"Let books be your dining table, / And you shall be full of delights. / Let them be your
And you shall sleep restful nights" (St. Ephraim the Syrian).

Monday, March 15, 2021

Christians under the Crescent and Muslims under the Cross c.630 - 1923

I previously posted a brief notice about this book, Christians under the Crescent and Muslims under the Cross c.630 - 1923 by Luigi Berto (Routledge, 2020), 178pp. I have now had a chance to read it, and as soon as I did made the decision on the spot to adopt it for my course Eastern Christian Encounters with Islam. It is the rare book that does all the things I need a book to do for teaching undergraduates, but this book superbly accomplishes them all:

  • it is written in cogent, clear English
  • it is without an obvious agenda, especially an apologetic one
  • it is relatively brief
  • it avoids getting lost in the notes and apparatus, which undergrads often find bewildering
  • it captures the messiness of history--the "nobody has clean hands" approach
  • it is reasonably affordable in a paperback edition.
My course has struggled over the years to find suitable texts. Some are far too apologetic and almost polemical; some are only partially useful; some were useful for a time but more recent scholarship or events on the ground (e.g., the Arab Spring) made much of them out of date. So to find this book is a great gift and I am very much looking forward to teaching with it.

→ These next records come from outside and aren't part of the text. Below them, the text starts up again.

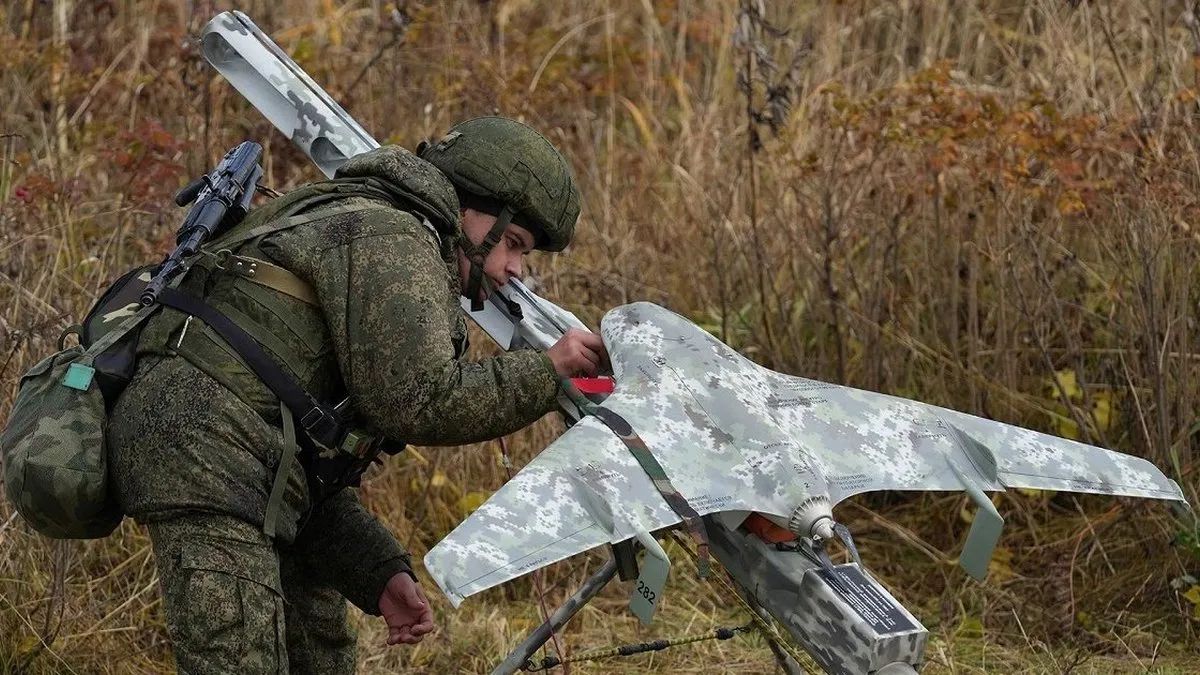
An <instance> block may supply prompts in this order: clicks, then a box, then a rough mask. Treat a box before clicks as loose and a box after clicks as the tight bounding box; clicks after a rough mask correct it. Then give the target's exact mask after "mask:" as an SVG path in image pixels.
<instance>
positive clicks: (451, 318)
mask: <svg viewBox="0 0 1200 675" xmlns="http://www.w3.org/2000/svg"><path fill="white" fill-rule="evenodd" d="M354 225H355V226H354V235H353V238H352V239H349V241H346V243H344V244H343V245H340V246H336V247H331V249H330V250H328V251H326V255H324V256H323V257H322V259H320V262H319V263H318V265H319V267H318V269H319V271H318V274H317V275H316V276H317V279H316V283H314V286H316V291H317V294H318V297H319V299H320V301H322V305H323V306H324V307H325V315H326V321H329V322H330V333H331V335H332V337H334V344H335V345H334V346H335V350H336V353H337V359H338V365H340V366H341V369H342V376H343V381H344V382H346V384H347V387H348V393H349V395H350V399H352V404H353V406H354V410H355V416H356V419H358V420H359V422H360V423H365V424H366V425H367V426H368V428H373V429H374V430H376V431H378V432H382V434H384V435H386V436H389V437H392V438H397V440H402V441H406V442H410V443H416V444H440V446H450V444H462V443H472V442H479V441H484V440H488V438H496V437H498V436H503V435H505V434H510V432H512V431H516V430H517V429H521V428H522V426H526V425H528V424H530V423H532V422H534V420H536V419H538V418H539V417H541V416H544V414H546V413H547V412H550V411H552V410H554V406H556V404H554V398H556V392H557V388H558V377H557V375H556V372H554V366H553V365H552V364H551V362H550V359H548V358H547V357H546V356H545V354H542V353H540V352H534V351H515V352H508V353H504V354H499V356H497V357H492V358H488V359H484V360H481V362H478V363H470V362H466V360H458V359H455V354H454V345H452V342H451V334H450V325H451V323H452V322H451V319H452V318H454V316H452V315H451V313H450V312H458V311H461V310H460V309H458V307H457V304H456V303H454V301H452V300H451V297H450V294H451V289H450V287H449V285H450V282H451V281H450V275H449V273H448V270H446V267H445V262H444V261H443V259H442V257H440V255H439V252H438V247H437V243H436V240H434V238H433V235H432V233H430V232H428V231H427V229H426V228H425V227H424V226H422V225H421V223H420V222H418V221H416V220H415V219H414V217H413V216H412V215H409V214H406V213H402V211H398V210H391V209H379V210H372V211H367V213H366V214H365V215H362V216H361V221H360V222H358V223H354ZM456 297H457V295H455V298H456Z"/></svg>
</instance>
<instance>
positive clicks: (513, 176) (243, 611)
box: [108, 118, 607, 673]
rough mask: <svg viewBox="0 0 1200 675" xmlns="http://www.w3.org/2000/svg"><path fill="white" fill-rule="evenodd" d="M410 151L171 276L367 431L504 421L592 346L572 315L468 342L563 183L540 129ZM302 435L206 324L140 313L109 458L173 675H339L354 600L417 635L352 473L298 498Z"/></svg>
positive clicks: (561, 168) (459, 432)
mask: <svg viewBox="0 0 1200 675" xmlns="http://www.w3.org/2000/svg"><path fill="white" fill-rule="evenodd" d="M418 151H419V155H420V156H416V155H413V154H410V153H408V151H407V150H404V149H402V148H398V147H385V148H380V149H379V150H374V151H372V153H368V154H365V155H360V156H358V157H354V159H353V160H350V161H348V162H347V163H346V165H344V166H342V168H341V169H340V171H338V173H337V178H336V179H335V180H331V181H324V183H317V184H312V185H308V186H305V187H301V189H298V190H295V191H293V192H289V193H288V195H286V196H283V197H280V198H277V199H275V201H272V202H270V203H269V204H266V205H264V207H260V208H258V209H256V210H254V211H252V213H251V214H250V215H248V216H247V217H246V219H245V221H244V222H241V223H240V225H239V226H236V227H235V228H233V229H232V231H230V232H229V233H227V234H224V235H222V238H221V239H220V240H218V241H216V243H214V244H212V245H210V246H208V247H206V250H208V251H209V253H206V255H205V257H204V259H202V261H200V262H199V263H197V265H196V267H193V269H192V270H191V271H190V273H188V275H187V276H186V277H185V280H184V281H182V283H181V286H180V288H181V289H182V291H185V292H187V293H190V294H193V295H197V297H202V298H203V299H204V300H205V301H206V303H208V304H209V305H210V306H212V307H214V309H216V310H218V311H220V312H221V313H223V315H224V316H227V317H228V318H230V319H232V321H233V322H234V323H236V325H238V327H240V328H241V329H244V330H245V331H247V333H248V334H250V335H251V336H253V337H254V340H256V341H257V342H259V344H260V346H262V347H264V348H265V350H266V351H268V352H269V354H270V356H271V357H272V358H274V359H275V360H277V362H278V364H280V365H282V366H283V368H284V369H286V371H287V372H288V374H290V375H292V376H293V377H294V378H295V380H296V382H299V383H300V384H301V386H304V388H305V389H306V390H307V392H308V393H311V394H312V395H313V396H316V398H317V399H318V400H324V401H337V400H341V399H343V398H346V396H348V398H349V401H350V404H352V408H353V411H354V416H355V424H356V425H359V426H362V428H365V429H366V430H367V431H370V432H372V434H377V435H380V436H386V437H388V438H392V440H396V441H401V442H410V443H418V444H433V446H450V444H462V443H472V442H479V441H484V440H487V438H496V437H498V436H503V435H505V434H510V432H512V431H515V430H517V429H521V428H522V426H526V425H528V424H530V423H532V422H534V420H536V419H538V418H540V417H541V416H544V414H546V413H547V412H550V411H552V410H554V408H556V393H557V390H558V383H559V378H560V377H569V376H576V375H593V374H595V372H596V371H598V369H600V368H604V366H605V362H606V360H607V354H606V352H605V350H604V345H602V344H601V341H600V337H599V336H598V335H595V334H592V333H588V331H580V330H572V331H570V333H569V334H568V335H566V336H564V337H563V339H562V340H559V341H558V342H557V344H556V345H554V346H553V347H551V348H550V350H548V351H547V352H545V353H540V352H534V351H516V352H509V353H504V354H500V356H497V357H493V358H488V359H485V360H481V362H478V363H470V362H467V360H463V359H462V357H463V352H464V350H466V348H467V325H466V322H464V316H463V312H462V311H461V310H460V306H458V301H457V298H458V295H460V294H462V295H464V297H467V298H472V299H473V300H474V303H475V305H476V306H479V303H481V300H482V299H485V298H486V297H487V295H488V294H490V293H491V292H492V291H493V288H494V287H496V286H500V285H504V283H505V282H506V281H508V280H509V279H511V277H512V276H516V275H520V274H521V269H522V256H523V255H524V253H527V252H529V251H530V250H532V249H540V250H544V251H562V250H563V249H564V247H565V246H566V245H568V243H569V241H570V240H571V235H572V233H574V228H575V221H576V219H577V216H578V209H580V197H578V190H577V189H576V186H575V184H574V181H572V179H571V174H570V171H569V168H568V165H566V161H565V160H564V157H563V156H562V155H559V153H558V151H557V150H556V149H554V148H553V147H552V145H551V144H550V142H547V141H546V139H545V138H544V137H542V136H540V135H539V133H538V132H535V131H533V130H532V129H529V127H527V126H524V125H522V124H518V123H516V121H512V120H508V119H503V118H480V119H474V120H470V121H467V123H463V124H460V125H457V126H455V127H454V129H452V130H451V131H450V132H449V133H448V135H446V136H445V137H443V138H442V139H440V141H438V142H437V143H436V144H422V145H421V148H419V150H418ZM246 269H251V270H252V271H251V273H248V274H247V273H246V271H245V270H246ZM238 270H241V273H239V271H238ZM294 432H295V425H294V423H293V420H292V418H290V413H289V412H288V411H287V408H286V407H282V406H281V405H280V402H278V400H277V399H276V398H275V396H274V395H272V394H271V392H270V390H269V389H268V388H266V387H265V386H264V384H263V382H262V381H260V380H259V378H258V377H256V376H254V375H253V374H252V372H251V371H250V370H248V369H247V368H246V365H245V364H244V363H242V360H240V359H239V357H238V356H236V354H235V353H234V352H233V351H232V350H230V347H229V345H228V344H226V342H224V341H223V340H222V339H221V337H218V336H217V335H216V334H215V333H214V331H212V330H211V329H210V328H209V327H208V325H205V324H204V323H203V322H200V321H198V319H193V318H190V317H187V316H185V315H184V313H181V312H178V311H175V310H168V309H164V310H162V311H161V312H158V313H157V315H156V316H155V317H152V318H151V319H150V321H149V322H148V323H146V325H145V328H144V329H143V331H142V335H140V339H139V342H138V370H137V374H136V376H134V378H133V381H132V382H131V384H130V386H128V387H127V388H126V390H125V392H124V393H122V395H121V396H120V399H119V400H118V401H116V404H115V406H114V408H113V411H112V416H110V426H109V431H108V438H109V443H110V467H112V468H110V471H112V478H113V483H114V486H115V490H116V496H118V500H119V502H120V504H121V507H122V508H124V510H125V513H127V514H130V515H132V516H133V518H136V519H137V520H138V521H139V522H143V524H145V525H146V526H148V527H149V532H150V538H151V542H152V545H154V554H155V558H156V563H157V567H158V574H160V583H161V589H162V593H163V601H164V602H163V607H164V609H166V615H167V626H168V632H169V633H170V639H172V641H173V644H174V649H175V659H176V663H178V665H179V669H180V671H181V673H234V671H236V673H276V671H288V670H290V671H294V673H349V671H353V670H354V663H355V657H354V651H355V637H354V634H353V633H352V631H350V628H349V626H348V623H347V619H346V601H347V599H348V601H350V602H352V603H354V604H355V605H356V607H359V608H360V609H361V610H362V611H365V613H367V614H372V615H383V617H384V620H385V621H386V623H388V628H389V634H388V644H389V645H395V644H400V643H404V644H415V643H418V641H420V640H421V639H422V637H424V635H426V634H428V633H430V632H431V631H432V629H433V617H432V613H431V611H430V607H428V602H427V601H426V598H425V595H424V592H422V591H421V589H420V585H419V584H418V583H416V577H415V575H414V574H413V571H412V567H410V562H409V556H408V554H407V552H406V551H404V549H403V548H402V546H401V545H400V544H398V543H397V542H396V539H395V538H394V537H392V536H391V534H390V533H389V532H388V530H386V528H384V527H383V526H382V525H380V524H379V522H378V521H377V520H376V519H374V518H373V516H371V515H370V514H368V513H367V512H366V510H365V509H364V507H362V506H361V504H360V503H359V500H358V497H356V495H355V492H354V491H353V490H341V491H337V492H336V494H332V495H329V496H319V495H313V494H311V489H310V484H308V482H307V480H306V476H305V466H301V464H305V465H306V466H310V467H311V465H312V462H313V461H319V459H318V460H314V459H312V458H308V461H306V462H300V461H294V460H293V459H292V456H290V452H292V450H293V449H294V447H295V443H294V442H293V436H292V435H293V434H294ZM359 468H361V467H359Z"/></svg>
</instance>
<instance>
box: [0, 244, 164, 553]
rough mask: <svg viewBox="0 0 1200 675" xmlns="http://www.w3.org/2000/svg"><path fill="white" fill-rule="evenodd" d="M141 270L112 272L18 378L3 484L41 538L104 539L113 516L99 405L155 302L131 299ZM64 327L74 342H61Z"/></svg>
mask: <svg viewBox="0 0 1200 675" xmlns="http://www.w3.org/2000/svg"><path fill="white" fill-rule="evenodd" d="M150 269H152V268H137V269H133V270H131V271H130V273H127V274H125V275H124V276H122V277H121V279H120V280H118V282H116V283H114V285H113V286H112V287H109V289H108V291H107V292H106V293H104V294H103V295H102V297H101V298H100V300H97V303H96V304H95V306H92V309H91V311H89V312H88V317H86V318H85V319H84V323H83V325H76V327H71V328H68V329H67V330H66V331H64V334H62V335H61V336H60V337H59V351H58V352H56V353H54V354H52V356H49V357H47V358H44V359H42V360H41V362H38V363H37V364H36V365H35V366H34V368H31V369H29V372H26V374H25V375H24V376H22V378H20V389H19V392H18V394H17V400H16V402H14V404H13V407H12V413H11V414H10V417H8V424H7V425H6V426H5V429H4V434H2V435H0V455H2V456H4V460H5V467H4V482H5V492H6V494H7V495H8V498H10V500H11V501H12V503H13V504H14V506H16V507H17V512H18V513H20V515H22V516H23V518H24V519H25V520H26V521H29V524H30V525H32V526H34V528H35V530H37V531H38V532H41V533H42V534H46V536H47V537H54V538H71V539H92V538H97V537H104V536H107V534H108V533H110V532H112V531H113V530H114V528H115V527H116V525H118V524H120V521H121V518H122V514H121V509H120V507H119V506H118V504H116V500H115V498H113V496H112V495H110V494H109V484H108V453H107V449H106V444H104V431H106V422H107V418H108V410H109V407H110V406H112V404H113V402H114V401H115V400H116V396H119V395H120V393H121V390H122V389H124V387H125V384H126V383H128V381H130V377H132V375H133V368H134V365H136V363H134V352H136V348H137V334H138V333H139V331H140V327H142V324H143V322H145V319H146V318H149V317H150V315H152V313H154V312H155V311H156V310H157V307H158V306H157V305H155V306H150V307H142V306H140V305H139V304H137V295H136V293H138V292H140V289H142V288H144V287H145V281H149V270H150ZM139 281H140V283H139ZM130 293H134V295H133V297H132V298H130ZM72 333H74V334H78V335H79V337H80V344H79V345H76V346H72V347H66V346H65V340H66V337H67V336H68V335H70V334H72Z"/></svg>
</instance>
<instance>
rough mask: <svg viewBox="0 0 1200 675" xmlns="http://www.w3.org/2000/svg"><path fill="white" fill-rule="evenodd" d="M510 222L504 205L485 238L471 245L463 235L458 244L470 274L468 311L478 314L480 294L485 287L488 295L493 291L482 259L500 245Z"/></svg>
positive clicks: (496, 216)
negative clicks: (469, 261) (469, 269)
mask: <svg viewBox="0 0 1200 675" xmlns="http://www.w3.org/2000/svg"><path fill="white" fill-rule="evenodd" d="M510 222H512V209H510V208H509V207H508V204H505V205H504V208H502V209H500V213H499V215H498V216H496V225H493V226H492V229H490V231H488V232H487V237H485V238H484V240H482V241H480V243H479V244H472V243H470V239H469V238H467V237H466V233H464V235H463V237H462V239H461V240H460V243H458V247H460V249H462V252H463V253H464V255H466V256H467V259H468V261H470V273H469V276H468V281H467V293H466V295H467V298H469V299H470V311H473V312H478V311H481V310H482V309H484V300H482V298H480V295H481V294H482V293H481V292H482V291H484V288H485V287H486V288H487V291H488V294H491V292H492V291H493V288H492V283H491V280H488V279H487V277H486V276H485V275H484V259H485V258H487V253H490V252H492V249H494V247H496V245H497V244H499V243H500V237H504V231H505V229H506V228H508V227H509V223H510Z"/></svg>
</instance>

The publisher's description of the book follows:

This book examines the status that rulers of one faith conferred onto their subjects belonging to a different one, how the rulers handled relationships with them, and the interactions between subjects of the Muslim and Christian religions.

The chronological arc of this volume spans from the first conquests by the Arabs in the Near East in the 630s to the exchange between Turkey and Greece, in 1923, of the Orthodox Christians and Muslims residing in their territories. Through organized topics, Berto analyzes both similarities and differences in Christian and Muslim lands and emphasizes how coexistences and conflicts took directions that were not always inevitable. Primary sources are used to examine the mentality of those who composed them and of their audiences. In doing so, the book considers the nuances and all the features of the multifaceted experiences of Christian subjects under Muslim rule and of Muslim subjects under Christian rule.

Christians under the Crescent and Muslims under the Cross is the ideal resource for upper-level undergraduates, postgraduates, and scholars interested in the relationships between Christians and Muslims, religious minorities, and the Near East and the Mediterranean from the Middle Ages to the early twentieth century.